To get a confidence interval around our estimate, we can write:
# start with the null distribution
null_dist %>%
# calculate the confidence interval around the point estimate
get_confidence_interval(point_estimate = point_estimate,
# at the 95% confidence level
level = .95,
# using the standard error
type = "se")
## # A tibble: 1 x 2
## lower_ci upper_ci
## <dbl> <dbl>
## 1 40.1 42.7
As you can see, 40 hours per week is not contained in this interval, which aligns with our previous conclusion that this finding is significant at the confidence level \(\alpha = .05\).
{infer} also provides functionality to use theoretical methods for "Chisq"
, "F"
and "t"
test statistics.
Generally, to find a null distribution using theory-based methods, use the same code that you would use to find the null distribution using randomization-based methods, but skip the generate()
step.
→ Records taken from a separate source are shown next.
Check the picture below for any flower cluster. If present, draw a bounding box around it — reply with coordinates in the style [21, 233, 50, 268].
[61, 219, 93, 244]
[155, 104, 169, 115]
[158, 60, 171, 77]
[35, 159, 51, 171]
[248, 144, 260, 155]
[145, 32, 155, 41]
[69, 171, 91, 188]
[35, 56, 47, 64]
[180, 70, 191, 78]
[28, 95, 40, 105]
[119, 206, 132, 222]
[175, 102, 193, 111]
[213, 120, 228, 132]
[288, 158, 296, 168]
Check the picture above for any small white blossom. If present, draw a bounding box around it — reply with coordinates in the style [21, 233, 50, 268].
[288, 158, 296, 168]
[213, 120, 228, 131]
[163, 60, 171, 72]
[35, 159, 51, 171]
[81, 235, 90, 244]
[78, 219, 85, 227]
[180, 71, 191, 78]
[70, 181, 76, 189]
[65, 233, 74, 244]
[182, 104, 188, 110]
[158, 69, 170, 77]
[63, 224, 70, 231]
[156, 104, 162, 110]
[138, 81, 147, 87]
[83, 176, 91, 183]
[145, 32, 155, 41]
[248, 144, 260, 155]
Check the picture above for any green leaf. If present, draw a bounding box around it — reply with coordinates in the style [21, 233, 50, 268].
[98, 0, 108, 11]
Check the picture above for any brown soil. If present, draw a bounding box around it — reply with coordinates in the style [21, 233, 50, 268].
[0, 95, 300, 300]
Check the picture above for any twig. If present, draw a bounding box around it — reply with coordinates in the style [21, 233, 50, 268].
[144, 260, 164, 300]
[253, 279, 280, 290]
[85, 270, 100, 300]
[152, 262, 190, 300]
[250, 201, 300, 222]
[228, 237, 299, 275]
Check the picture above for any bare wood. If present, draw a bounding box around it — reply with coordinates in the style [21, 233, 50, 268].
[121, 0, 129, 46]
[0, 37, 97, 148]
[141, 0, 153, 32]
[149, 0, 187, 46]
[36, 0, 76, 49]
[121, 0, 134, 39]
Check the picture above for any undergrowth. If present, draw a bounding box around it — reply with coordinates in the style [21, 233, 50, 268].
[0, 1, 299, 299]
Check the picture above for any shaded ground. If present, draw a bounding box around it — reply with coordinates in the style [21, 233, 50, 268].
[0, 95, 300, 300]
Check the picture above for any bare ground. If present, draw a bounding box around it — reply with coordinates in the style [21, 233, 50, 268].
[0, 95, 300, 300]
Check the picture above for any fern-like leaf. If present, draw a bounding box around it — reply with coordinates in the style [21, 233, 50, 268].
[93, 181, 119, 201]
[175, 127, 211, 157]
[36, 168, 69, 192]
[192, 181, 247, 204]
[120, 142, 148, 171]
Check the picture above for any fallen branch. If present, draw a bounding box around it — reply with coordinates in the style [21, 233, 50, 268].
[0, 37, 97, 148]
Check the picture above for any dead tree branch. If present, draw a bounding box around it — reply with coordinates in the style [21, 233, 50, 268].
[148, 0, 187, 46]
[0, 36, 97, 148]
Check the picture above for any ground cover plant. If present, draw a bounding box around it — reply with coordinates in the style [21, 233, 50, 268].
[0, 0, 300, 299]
For example, if we wanted to find a null distribution for the relationship between age (age
) and party identification (partyid
) using randomization, we could write:
null_f_distn <- gss %>%
specify(age ~ partyid) %>%
hypothesize(null = "independence") %>%
generate(reps = 1000, type = "permute") %>%
calculate(stat = "F")
To find the null distribution using theory-based methods, instead, skip the generate()
step entirely:
null_f_distn_theoretical <- gss %>%
specify(age ~ partyid) %>%
hypothesize(null = "independence") %>%
calculate(stat = "F")
We’ll calculate the observed statistic to make use of in the following visualizations—this procedure is the same, regardless of the methods used to find the null distribution.
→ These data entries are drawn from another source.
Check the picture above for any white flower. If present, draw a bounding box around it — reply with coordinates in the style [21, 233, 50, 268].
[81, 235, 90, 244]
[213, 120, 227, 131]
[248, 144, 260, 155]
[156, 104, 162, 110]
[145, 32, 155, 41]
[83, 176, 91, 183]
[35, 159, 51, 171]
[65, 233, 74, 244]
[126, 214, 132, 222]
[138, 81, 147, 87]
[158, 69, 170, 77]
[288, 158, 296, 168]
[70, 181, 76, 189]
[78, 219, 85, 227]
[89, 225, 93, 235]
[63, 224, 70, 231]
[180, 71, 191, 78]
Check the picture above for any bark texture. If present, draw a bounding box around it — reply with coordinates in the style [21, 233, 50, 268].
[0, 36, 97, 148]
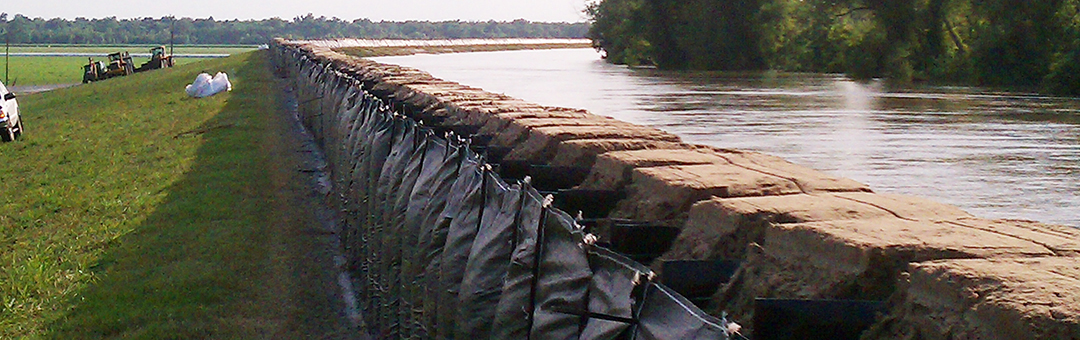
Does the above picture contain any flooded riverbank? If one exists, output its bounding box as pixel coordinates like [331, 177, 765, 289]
[376, 50, 1080, 227]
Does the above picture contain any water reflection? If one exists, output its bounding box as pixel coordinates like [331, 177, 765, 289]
[378, 50, 1080, 226]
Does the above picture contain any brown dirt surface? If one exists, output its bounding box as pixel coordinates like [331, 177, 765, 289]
[864, 257, 1080, 340]
[261, 71, 364, 339]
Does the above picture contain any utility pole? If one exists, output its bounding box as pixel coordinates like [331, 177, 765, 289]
[3, 22, 11, 85]
[3, 27, 11, 85]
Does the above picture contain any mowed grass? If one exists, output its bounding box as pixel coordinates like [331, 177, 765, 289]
[0, 52, 293, 339]
[0, 56, 214, 86]
[8, 43, 258, 54]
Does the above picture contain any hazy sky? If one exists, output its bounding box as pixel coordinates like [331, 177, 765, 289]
[0, 0, 589, 22]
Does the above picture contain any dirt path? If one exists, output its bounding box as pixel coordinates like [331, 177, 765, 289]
[262, 63, 368, 339]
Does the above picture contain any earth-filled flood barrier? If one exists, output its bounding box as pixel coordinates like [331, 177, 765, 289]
[271, 41, 1080, 339]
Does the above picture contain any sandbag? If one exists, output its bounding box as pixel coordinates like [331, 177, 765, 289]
[184, 72, 232, 98]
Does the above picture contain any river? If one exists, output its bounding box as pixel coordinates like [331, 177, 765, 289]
[375, 50, 1080, 227]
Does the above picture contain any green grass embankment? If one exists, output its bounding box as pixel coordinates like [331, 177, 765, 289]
[0, 55, 212, 86]
[0, 52, 300, 339]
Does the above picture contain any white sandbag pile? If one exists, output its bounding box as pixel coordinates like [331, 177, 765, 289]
[186, 72, 232, 98]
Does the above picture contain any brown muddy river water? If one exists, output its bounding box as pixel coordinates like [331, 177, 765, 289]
[375, 50, 1080, 227]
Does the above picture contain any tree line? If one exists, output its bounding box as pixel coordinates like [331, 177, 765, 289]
[0, 13, 589, 44]
[586, 0, 1080, 95]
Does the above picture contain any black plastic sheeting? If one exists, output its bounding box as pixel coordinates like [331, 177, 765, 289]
[275, 46, 729, 340]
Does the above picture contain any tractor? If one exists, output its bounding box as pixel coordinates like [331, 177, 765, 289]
[135, 46, 173, 72]
[82, 52, 135, 83]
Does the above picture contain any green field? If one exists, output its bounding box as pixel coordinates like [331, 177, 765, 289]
[0, 45, 256, 86]
[0, 52, 336, 339]
[6, 44, 257, 54]
[0, 57, 205, 86]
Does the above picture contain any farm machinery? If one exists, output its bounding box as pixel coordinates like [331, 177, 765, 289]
[82, 46, 173, 84]
[82, 52, 135, 84]
[135, 46, 173, 72]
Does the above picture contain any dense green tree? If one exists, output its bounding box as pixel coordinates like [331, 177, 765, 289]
[586, 0, 1080, 94]
[0, 14, 589, 44]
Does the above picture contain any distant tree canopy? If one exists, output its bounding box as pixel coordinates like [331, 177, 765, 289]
[0, 13, 589, 44]
[585, 0, 1080, 94]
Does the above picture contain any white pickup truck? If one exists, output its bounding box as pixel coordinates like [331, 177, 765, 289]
[0, 82, 23, 141]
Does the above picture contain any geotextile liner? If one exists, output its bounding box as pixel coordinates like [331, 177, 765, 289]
[274, 44, 728, 340]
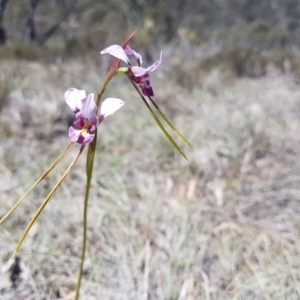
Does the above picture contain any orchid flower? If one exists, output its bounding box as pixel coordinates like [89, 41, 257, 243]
[100, 45, 163, 97]
[65, 88, 125, 145]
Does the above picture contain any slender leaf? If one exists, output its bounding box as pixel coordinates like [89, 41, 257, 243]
[13, 145, 85, 256]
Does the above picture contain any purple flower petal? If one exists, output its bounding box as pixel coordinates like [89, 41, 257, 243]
[125, 46, 143, 66]
[100, 98, 125, 122]
[140, 85, 154, 97]
[100, 45, 131, 67]
[65, 88, 86, 114]
[131, 67, 148, 77]
[69, 127, 95, 145]
[146, 52, 164, 73]
[76, 94, 98, 127]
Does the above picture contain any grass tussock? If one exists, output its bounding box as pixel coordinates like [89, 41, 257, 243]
[0, 57, 300, 299]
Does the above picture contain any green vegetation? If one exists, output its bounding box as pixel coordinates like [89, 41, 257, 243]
[0, 0, 300, 300]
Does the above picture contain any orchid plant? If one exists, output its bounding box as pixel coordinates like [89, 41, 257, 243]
[0, 31, 193, 299]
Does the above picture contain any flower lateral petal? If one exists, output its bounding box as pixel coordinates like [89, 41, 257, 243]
[65, 88, 86, 114]
[100, 45, 131, 67]
[69, 127, 95, 145]
[146, 52, 164, 73]
[100, 98, 125, 122]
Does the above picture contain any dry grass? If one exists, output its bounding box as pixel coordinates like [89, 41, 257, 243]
[0, 56, 300, 300]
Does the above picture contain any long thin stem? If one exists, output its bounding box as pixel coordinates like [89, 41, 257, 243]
[75, 129, 97, 300]
[148, 97, 194, 149]
[13, 145, 85, 257]
[129, 77, 188, 160]
[0, 143, 74, 225]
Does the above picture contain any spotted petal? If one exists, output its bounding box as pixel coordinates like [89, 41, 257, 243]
[65, 88, 86, 114]
[100, 45, 130, 67]
[100, 98, 125, 121]
[69, 127, 95, 145]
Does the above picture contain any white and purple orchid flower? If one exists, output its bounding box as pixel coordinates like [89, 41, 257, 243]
[100, 45, 163, 97]
[65, 88, 125, 145]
Now, instead of just piping the null distribution into visualize()
, as we would do if we wanted to visualize the randomization-based null distribution, we also need to provide method = "theoretical"
to visualize()
.
visualize(null_f_distn_theoretical, method = "theoretical") +
shade_p_value(obs_stat = F_hat, direction = "greater")
To get a sense of how the theory-based and randomization-based null distributions relate, as well, we can pipe the randomization-based null distribution into visualize()
and also specify method = "both"
visualize(null_f_distn, method = "both") +
shade_p_value(obs_stat = F_hat, direction = "greater")
That’s it! This vignette covers most all of the key functionality of infer. See help(package = "infer")
for a full list of functions and vignettes.